Daarnaast is de passagier volgens de vervoerder omgeboekt naar de eerst mogelijke alternatieve vlucht van de luchthaven van Wenen naar de eindbestemming, hetgeen niet door de passagiers is betwist. In de gegeven omstandigheden kon er niet meer van de vervoerder worden verwacht.
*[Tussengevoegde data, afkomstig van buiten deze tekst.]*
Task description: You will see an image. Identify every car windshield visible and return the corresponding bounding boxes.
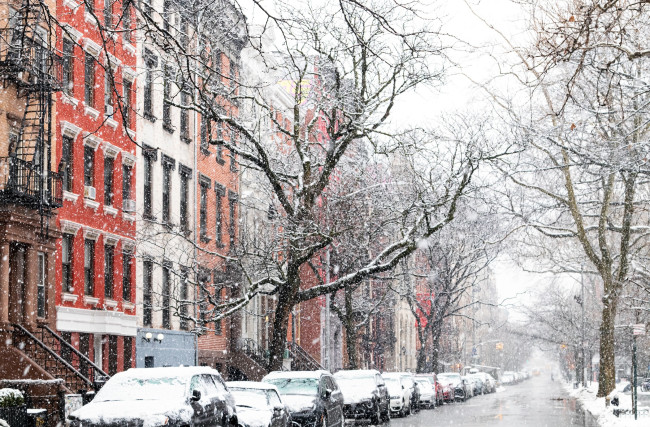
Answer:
[228,387,270,409]
[438,374,461,385]
[336,377,375,393]
[266,378,318,396]
[93,377,187,402]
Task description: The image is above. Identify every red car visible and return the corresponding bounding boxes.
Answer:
[415,372,442,406]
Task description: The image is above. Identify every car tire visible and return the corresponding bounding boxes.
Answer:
[370,403,382,426]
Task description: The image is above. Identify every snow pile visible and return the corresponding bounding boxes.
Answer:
[0,388,25,408]
[564,382,650,427]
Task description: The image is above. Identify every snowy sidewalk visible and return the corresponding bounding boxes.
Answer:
[564,382,650,427]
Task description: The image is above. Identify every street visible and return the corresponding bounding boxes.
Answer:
[384,376,597,427]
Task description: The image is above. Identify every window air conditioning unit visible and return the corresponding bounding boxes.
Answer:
[122,199,135,212]
[84,185,97,200]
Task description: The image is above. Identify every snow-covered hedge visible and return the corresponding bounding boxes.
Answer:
[0,388,25,410]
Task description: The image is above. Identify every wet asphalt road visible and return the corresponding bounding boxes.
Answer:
[382,376,597,427]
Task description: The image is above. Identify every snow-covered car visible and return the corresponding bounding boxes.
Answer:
[415,377,436,409]
[415,372,445,406]
[438,372,469,401]
[262,370,345,427]
[68,366,238,427]
[334,370,390,424]
[226,381,291,427]
[381,372,411,416]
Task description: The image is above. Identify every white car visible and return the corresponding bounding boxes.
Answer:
[226,381,291,427]
[415,377,436,408]
[381,373,411,416]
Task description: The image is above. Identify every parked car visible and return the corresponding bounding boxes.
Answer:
[68,366,238,427]
[226,381,291,427]
[466,374,480,396]
[415,372,445,406]
[334,370,390,424]
[460,376,474,400]
[415,377,436,409]
[400,372,420,412]
[381,372,411,417]
[262,370,345,427]
[438,372,469,402]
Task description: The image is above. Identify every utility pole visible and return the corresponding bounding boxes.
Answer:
[580,264,587,387]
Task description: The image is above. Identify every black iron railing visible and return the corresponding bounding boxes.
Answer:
[0,155,63,208]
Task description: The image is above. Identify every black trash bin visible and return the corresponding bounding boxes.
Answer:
[27,409,47,427]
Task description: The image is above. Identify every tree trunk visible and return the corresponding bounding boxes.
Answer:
[269,287,295,371]
[596,282,618,397]
[431,325,440,373]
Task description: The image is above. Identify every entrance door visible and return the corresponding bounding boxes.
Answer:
[9,243,27,324]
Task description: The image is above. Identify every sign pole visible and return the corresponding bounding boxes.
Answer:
[632,335,638,420]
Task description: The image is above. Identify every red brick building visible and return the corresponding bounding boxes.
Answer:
[54,0,137,375]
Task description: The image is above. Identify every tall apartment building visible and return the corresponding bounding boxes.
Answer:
[0,0,63,378]
[55,0,137,377]
[136,0,197,367]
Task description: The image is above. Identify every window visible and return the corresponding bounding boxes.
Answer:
[162,264,172,329]
[142,260,153,327]
[122,80,133,129]
[230,129,238,172]
[180,172,190,231]
[61,233,74,292]
[143,51,158,121]
[104,245,115,299]
[143,155,153,219]
[217,121,226,165]
[84,240,95,297]
[228,191,237,246]
[104,157,115,206]
[122,0,131,42]
[162,154,176,223]
[84,52,95,107]
[201,117,212,155]
[36,252,47,317]
[199,180,210,242]
[123,337,133,371]
[62,38,74,96]
[107,335,117,375]
[104,0,113,30]
[181,91,190,143]
[122,165,132,200]
[122,252,133,301]
[61,135,73,191]
[180,268,190,331]
[214,183,226,247]
[163,64,174,132]
[104,69,115,116]
[84,146,95,187]
[79,333,91,378]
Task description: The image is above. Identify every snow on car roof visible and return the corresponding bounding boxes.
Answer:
[334,369,379,378]
[120,366,220,379]
[264,370,332,380]
[226,381,278,391]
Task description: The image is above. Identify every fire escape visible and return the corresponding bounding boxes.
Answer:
[0,0,62,221]
[0,0,107,393]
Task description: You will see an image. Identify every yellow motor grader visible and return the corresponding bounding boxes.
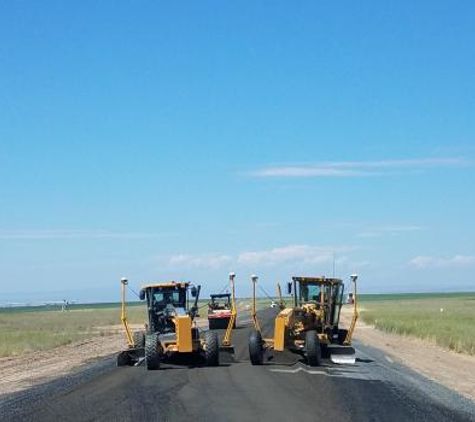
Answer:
[249,274,358,366]
[117,279,219,369]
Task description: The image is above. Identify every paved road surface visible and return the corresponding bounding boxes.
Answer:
[0,310,475,422]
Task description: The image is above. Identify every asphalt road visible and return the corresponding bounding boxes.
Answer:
[0,310,475,422]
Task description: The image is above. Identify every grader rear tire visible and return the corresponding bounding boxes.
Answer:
[249,331,264,365]
[204,331,219,366]
[145,334,161,370]
[305,330,322,366]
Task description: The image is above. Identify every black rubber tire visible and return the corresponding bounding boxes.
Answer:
[132,331,145,347]
[208,319,218,330]
[203,331,219,366]
[145,333,161,370]
[305,330,322,366]
[338,329,348,345]
[117,352,130,366]
[249,331,264,365]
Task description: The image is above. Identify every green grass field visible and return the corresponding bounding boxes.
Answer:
[0,299,269,357]
[0,304,145,357]
[0,293,475,357]
[359,293,475,355]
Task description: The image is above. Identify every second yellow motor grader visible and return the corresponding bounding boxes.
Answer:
[249,275,358,366]
[117,279,219,369]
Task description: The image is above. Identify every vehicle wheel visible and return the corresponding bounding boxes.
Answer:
[133,331,145,347]
[338,329,348,344]
[145,333,161,370]
[305,330,322,366]
[117,352,130,366]
[249,331,264,365]
[204,331,219,366]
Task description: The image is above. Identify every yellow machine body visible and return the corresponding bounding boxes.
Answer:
[251,277,358,361]
[173,315,193,353]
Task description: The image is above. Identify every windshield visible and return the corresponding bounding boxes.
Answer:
[152,289,186,309]
[299,284,321,303]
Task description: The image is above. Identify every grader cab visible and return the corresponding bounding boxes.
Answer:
[118,279,219,369]
[249,275,358,366]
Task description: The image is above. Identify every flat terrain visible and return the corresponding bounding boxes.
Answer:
[0,310,475,421]
[359,293,475,355]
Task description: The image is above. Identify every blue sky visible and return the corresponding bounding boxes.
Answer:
[0,1,475,302]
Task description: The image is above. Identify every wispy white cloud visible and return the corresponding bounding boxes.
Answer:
[249,158,469,178]
[160,245,350,269]
[237,245,347,266]
[409,255,475,268]
[0,230,167,240]
[166,254,233,269]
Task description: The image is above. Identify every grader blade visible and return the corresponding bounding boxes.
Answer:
[328,345,356,365]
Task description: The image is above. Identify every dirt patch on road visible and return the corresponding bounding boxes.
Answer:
[341,307,475,400]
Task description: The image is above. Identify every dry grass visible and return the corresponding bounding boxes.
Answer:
[361,294,475,355]
[0,305,145,357]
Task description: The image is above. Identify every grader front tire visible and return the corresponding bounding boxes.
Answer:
[204,331,219,366]
[305,330,322,366]
[145,334,161,370]
[249,331,264,365]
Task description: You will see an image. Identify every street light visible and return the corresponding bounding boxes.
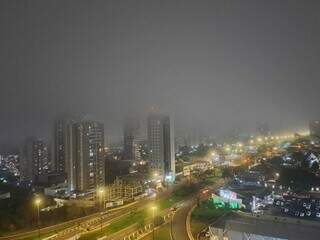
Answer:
[151,206,157,240]
[98,188,105,232]
[34,197,41,239]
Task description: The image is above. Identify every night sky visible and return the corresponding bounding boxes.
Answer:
[0,0,320,152]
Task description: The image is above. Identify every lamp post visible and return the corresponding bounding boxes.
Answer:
[151,206,157,240]
[34,198,41,239]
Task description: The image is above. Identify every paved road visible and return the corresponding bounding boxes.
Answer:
[172,198,195,240]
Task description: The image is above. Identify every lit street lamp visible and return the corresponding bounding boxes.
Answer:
[151,206,157,240]
[34,198,41,239]
[98,188,105,232]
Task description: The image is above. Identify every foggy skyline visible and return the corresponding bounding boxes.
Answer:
[0,0,320,150]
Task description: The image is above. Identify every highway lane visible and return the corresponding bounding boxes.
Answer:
[0,181,190,240]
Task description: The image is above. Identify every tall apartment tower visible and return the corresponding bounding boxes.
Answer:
[147,114,175,181]
[20,137,51,181]
[65,121,105,191]
[123,118,140,161]
[54,120,68,173]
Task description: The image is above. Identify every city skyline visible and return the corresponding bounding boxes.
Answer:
[0,1,320,150]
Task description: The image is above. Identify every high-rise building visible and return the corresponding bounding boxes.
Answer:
[20,137,52,181]
[309,120,320,138]
[147,114,175,180]
[123,119,139,161]
[65,121,105,191]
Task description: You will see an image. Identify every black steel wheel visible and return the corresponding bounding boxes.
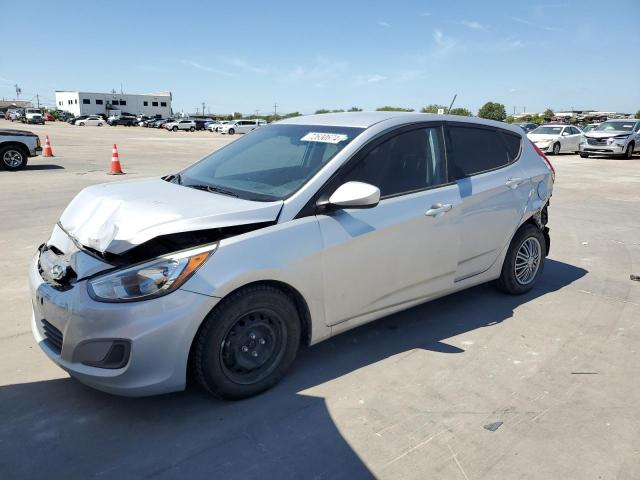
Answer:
[191,284,301,399]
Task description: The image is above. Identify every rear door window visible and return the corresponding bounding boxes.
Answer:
[447,125,520,180]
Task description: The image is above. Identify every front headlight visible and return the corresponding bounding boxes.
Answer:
[87,245,216,302]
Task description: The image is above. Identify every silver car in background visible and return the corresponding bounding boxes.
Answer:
[579,120,640,159]
[30,112,554,399]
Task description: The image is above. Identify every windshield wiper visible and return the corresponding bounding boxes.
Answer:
[185,184,238,198]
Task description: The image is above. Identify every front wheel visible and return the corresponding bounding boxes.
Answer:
[0,146,28,171]
[192,285,301,399]
[497,223,547,295]
[624,143,634,160]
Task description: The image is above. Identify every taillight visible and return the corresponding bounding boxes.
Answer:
[529,140,556,182]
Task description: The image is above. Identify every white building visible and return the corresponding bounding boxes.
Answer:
[56,90,172,118]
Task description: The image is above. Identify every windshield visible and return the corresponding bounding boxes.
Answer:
[531,127,564,135]
[179,125,363,201]
[593,122,635,132]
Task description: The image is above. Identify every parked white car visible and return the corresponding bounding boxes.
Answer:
[75,115,104,127]
[218,120,267,135]
[527,125,583,155]
[207,120,233,132]
[164,120,196,132]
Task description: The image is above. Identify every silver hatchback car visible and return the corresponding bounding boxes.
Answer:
[30,112,554,399]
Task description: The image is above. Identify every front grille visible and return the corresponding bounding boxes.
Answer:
[42,319,62,355]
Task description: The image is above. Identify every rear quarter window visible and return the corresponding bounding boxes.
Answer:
[447,126,521,180]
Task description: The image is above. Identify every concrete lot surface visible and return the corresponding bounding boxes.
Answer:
[0,120,640,480]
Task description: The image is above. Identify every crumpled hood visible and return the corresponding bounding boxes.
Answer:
[60,178,283,254]
[585,130,633,138]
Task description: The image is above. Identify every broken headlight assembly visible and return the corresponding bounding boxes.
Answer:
[87,245,217,302]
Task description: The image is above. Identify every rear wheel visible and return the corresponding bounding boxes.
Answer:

De vordering van de passagiers tot betaling van compensatie wegens vertraging van de vlucht zal dan ook worden afgewezen.
5.12.
De proceskosten komen voor rekening van de passagiers, omdat deze ongelijk krijgen.
5.13.
Ook de nakosten komen voor rekening van de passagiers, voor zover deze kosten daadwerkelijk door de vervoerder worden gemaakt, te vermeerderen, indien betekening van het vonnis heeft plaatsgevonden, met de explootkosten van betekening van het vonnis;

6.De beslissing

De kantonrechter:
6.1.
wijst de vordering af;
6.2.
veroordeelt de passagiers tot betaling van de proceskosten, die tot en met vandaag voor de vervoerder worden vastgesteld op een bedrag van € 264,00 aan salaris van de gemachtigde van de vervoerder;
6.3.
veroordeelt de vervoerder tot betaling van € 66,00 aan nakosten voor zover deze kosten daadwerkelijk door de passagiers worden gemaakt, te vermeerderen, indien betekening van het vonnis heeft plaatsgevonden, met de explootkosten van betekening van het vonnis;
6.4.
verklaart dit vonnis – voor wat betreft de proceskostenveroordeling – uitvoerbaar bij voorraad;
Dit vonnis is gewezen door mr. S.N. Schipper, kantonrechter en is uitgesproken op de openbare terechtzitting van bovengenoemde datum in aanwezigheid van de griffier.